Serum prostate-specific antigen (PSA) has remained the mainstay biomarker for prostate cancer diagnosis and management since its wide spread utilization as a screening tool almost 25 years ago. Although it has led to a dramatic increase in prostate cancer detection, PSA has substantial drawbacks both with sensitivity and specificity. Detection of clinically insignificant disease is another important issue. Together, these drawbacks of PSA emphasize the need for biomarkers that can supplement PSA as a diagnostic test, provide better cancer specificity than currently available tissue-based markers, reduce the number of unnecessary biopsies, and distinguish indolent from clinically significant prostate cancer. New genomic and bioinformatics technologies have allowed the discovery and study of an expanding universe of novel tissue-, urine-, or body fluid-based biomarkers due to their higher cancer specificity and their prognostic or predictive utilities.
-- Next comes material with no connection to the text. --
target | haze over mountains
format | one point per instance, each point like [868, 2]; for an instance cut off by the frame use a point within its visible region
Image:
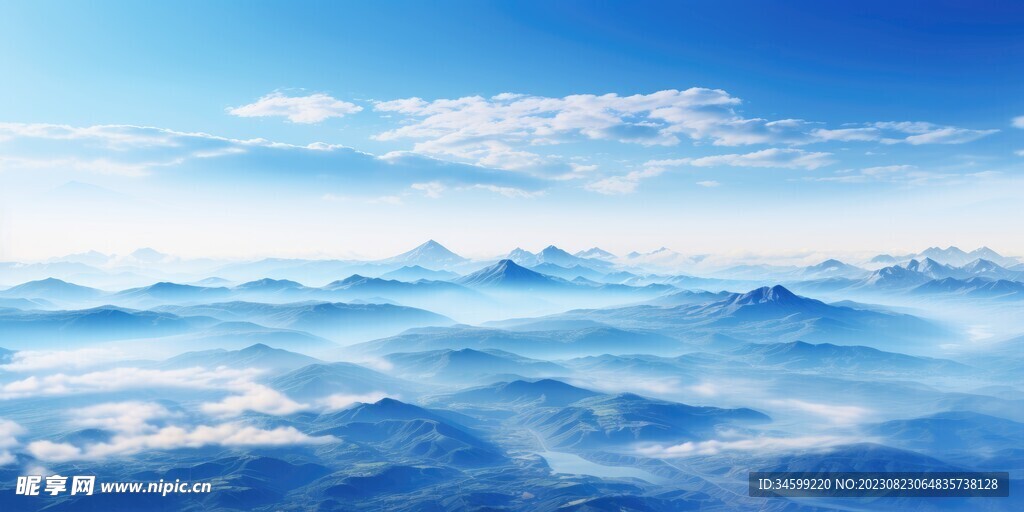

Such efforts have also produced several notable success stories that involve rapidly moving biomarkers from the bench to the clinic. α-Methylacyl-CoA racemase (AMACR), ERG fusion protein, phosphatase and tensin homolog (PTEN), and prostate cancer antigen 3 (PCA3) are important examples of biomarkers, which have found their way from bench to clinic. This chapter summarizes selected novel promising prostate cancer biomarkers of utility for the diagnosis, biological stratification, and prognosis of prostate cancer. The biomarkers addressed in the chapter are classified based on their diagnostic and prognostic applications as well as their functions as tissue- and urine-based markers.